Friday, February 28, 2014 8:35:55 AM
So the answer is 12 months after efffecting the registration, and filing all subsequent periodic reports for 12 months before rule 144 can be relied up and the shares resold upon reliance of the exemption.
Secondly, if it never was a shell company, read the following as it may help[color=red][/color]:
(c) Current public information. Adequate current public information with respect to the issuer of the securities must be available. Such information will be deemed to be available only if the applicable condition set forth in this paragraph is met:
(1) Reporting issuers. The issuer is, and has been for a period of at least 90 days immediately before the sale, subject to the reporting requirements of section 13 or 15(d) of the Exchange Act and has:
(i) Filed all required reports under section 13 or 15(d) of the Exchange Act, as applicable, during the 12 months preceding such sale (or for such shorter period that the issuer was required to file such reports), other than Form 8-K reports (§ 249.308 of this chapter); and
(ii) Submitted electronically and posted on its corporate Web site, if any, every Interactive Data File (§ 232.11 of this chapter) required to be submitted and posted pursuant to Rule 405 of Regulation S-T (§ 232.405 of this chapter), during the 12 months preceding such sale (or for such shorter period that the issuer was required to submit and post such files); or
(2) Non-reporting issuers. If the issuer is not subject to the reporting requirements of section 13 or 15(d) of the Exchange Act, there is publicly available the information concerning the issuer specified in paragraphs (a)(5)(i) to (xiv), inclusive, and paragraph (a)(5)(xvi) of § 240.15c2-11 of this chapter, or, if the issuer is an insurance company, the information specified in section 12(g)(2)(G)(i) of the Exchange Act (15 U.S.C. 78l(g)(2)(G)(i)).
Note to § 230.144(c).
With respect to paragraph (c)(1), the person can rely upon:
1. A statement in whichever is the most recent report, quarterly or annual, required to be filed and filed by the issuer that such issuer has:
a. Filed all reports required under section 13 or 15(d) of the Exchange Act, as applicable, during the preceding 12 months (or for such shorter period that the issuer was required to file such reports), other than Form 8-K reports (§ 249.308 of this chapter), and has been subject to such filing requirements for the past 90 days; and
b. Submitted electronically and posted on its corporate Web site, if any, every Interactive Data File (§ 232.11 of this chapter) required to be submitted and posted pursuant to Rule 405 of Regulation S-T (§ 232.405 of this chapter), during the preceding 12 months (or for such shorter period that the issuer was required to submit and post such files); or
2. A written statement from the issuer that it has complied with such reporting, submission or posting requirements.

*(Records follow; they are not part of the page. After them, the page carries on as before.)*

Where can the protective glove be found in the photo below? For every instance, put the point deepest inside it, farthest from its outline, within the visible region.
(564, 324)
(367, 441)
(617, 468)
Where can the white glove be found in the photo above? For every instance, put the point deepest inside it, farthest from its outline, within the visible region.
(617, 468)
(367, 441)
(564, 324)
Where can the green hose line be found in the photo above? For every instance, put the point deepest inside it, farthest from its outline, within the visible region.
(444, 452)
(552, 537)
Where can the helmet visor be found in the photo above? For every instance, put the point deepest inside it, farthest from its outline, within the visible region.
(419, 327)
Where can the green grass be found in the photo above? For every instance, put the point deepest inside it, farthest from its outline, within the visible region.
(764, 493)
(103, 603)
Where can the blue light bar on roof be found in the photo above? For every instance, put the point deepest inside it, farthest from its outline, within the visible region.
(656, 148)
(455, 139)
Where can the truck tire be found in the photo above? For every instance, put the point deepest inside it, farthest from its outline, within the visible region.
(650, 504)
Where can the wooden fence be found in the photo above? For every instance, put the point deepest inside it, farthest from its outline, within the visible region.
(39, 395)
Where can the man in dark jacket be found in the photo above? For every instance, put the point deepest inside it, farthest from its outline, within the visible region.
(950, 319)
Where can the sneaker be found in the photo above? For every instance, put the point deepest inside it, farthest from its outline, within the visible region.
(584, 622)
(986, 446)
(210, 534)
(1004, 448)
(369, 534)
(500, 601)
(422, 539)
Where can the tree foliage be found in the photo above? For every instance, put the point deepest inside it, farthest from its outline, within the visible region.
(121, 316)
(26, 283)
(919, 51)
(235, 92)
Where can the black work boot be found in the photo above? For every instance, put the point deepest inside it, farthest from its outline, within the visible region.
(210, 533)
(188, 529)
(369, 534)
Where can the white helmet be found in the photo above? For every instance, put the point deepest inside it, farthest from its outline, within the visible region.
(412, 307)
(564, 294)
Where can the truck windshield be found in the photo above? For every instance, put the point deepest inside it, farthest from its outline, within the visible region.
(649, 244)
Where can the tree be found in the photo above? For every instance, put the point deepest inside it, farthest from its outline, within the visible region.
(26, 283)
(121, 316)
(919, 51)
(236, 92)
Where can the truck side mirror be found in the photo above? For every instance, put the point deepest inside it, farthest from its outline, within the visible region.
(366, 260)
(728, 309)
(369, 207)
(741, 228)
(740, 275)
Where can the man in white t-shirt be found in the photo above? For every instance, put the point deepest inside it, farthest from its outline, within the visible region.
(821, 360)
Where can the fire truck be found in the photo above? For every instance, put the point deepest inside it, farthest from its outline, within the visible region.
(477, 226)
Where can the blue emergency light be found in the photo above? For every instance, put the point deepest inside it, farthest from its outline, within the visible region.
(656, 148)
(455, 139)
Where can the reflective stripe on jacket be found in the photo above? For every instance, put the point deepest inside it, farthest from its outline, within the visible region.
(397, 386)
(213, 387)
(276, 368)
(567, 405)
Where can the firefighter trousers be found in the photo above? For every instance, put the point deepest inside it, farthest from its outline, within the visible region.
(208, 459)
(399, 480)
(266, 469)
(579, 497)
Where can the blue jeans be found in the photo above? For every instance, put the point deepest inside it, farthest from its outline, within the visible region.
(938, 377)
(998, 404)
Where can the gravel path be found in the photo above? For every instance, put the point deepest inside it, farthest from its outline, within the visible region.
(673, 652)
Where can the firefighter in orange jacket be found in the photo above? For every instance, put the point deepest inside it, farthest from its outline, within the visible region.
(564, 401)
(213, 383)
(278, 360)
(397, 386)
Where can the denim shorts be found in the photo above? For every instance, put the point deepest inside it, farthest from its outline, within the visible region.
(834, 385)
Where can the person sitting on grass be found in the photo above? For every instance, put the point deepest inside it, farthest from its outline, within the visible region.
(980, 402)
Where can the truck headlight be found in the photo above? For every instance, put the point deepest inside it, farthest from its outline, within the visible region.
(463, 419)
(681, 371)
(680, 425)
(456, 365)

3. Neither type of statement may be relied upon, however, if the person knows or has reason to believe that the issuer has not complied with such requirements.
(d) Holding period for restricted securities. If the securities sold are restricted securities, the following provisions apply:
(1) General rule.
(i) If the issuer of the securities is, and has been for a period of at least 90 days immediately before the sale, subject to the reporting requirements of section 13 or 15(d) of the Exchange Act, a minimum of six months must elapse between the later of the date of the acquisition of the securities from the issuer, or from an affiliate of the issuer, and any resale of such securities in reliance on this section for the account of either the acquiror or any subsequent holder of those securities.
(ii) If the issuer of the securities is not, or has not been for a period of at least 90 days immediately before the sale, subject to the reporting requirements of section 13 or 15(d) of the Exchange Act, a minimum of one year must elapse between the later of the date of the acquisition of the securities from the issuer, or from an affiliate of the issuer, and any resale of such securities in reliance on this section for the account of either the acquiror or any subsequent holder of those securities.
(iii) If the acquiror takes the securities by purchase, the holding period shall not begin until the full purchase price or other consideration is paid or given by the person acquiring the securities from the issuer or from an affiliate of the issuer.
Hope that helps.
Also your question, the other day re: subscription agreements. I agree that is a conflict. The subscription agreement should note that the subscriber warranties that the subscriber has not been furnished information by the company, its agents or counsel including but not limited to returns, profitability, past performance to suggest future performance, or other information that would induce the investment.
In no way should they say we provided you with enabling information; therefore, you are warrantying that we did not enable you. Thus, sign on the dotted line and here is the wire instructions.
However, if the agreement has a severabilty clause, which it should, then the parties can strike that section without nullifying the agreement.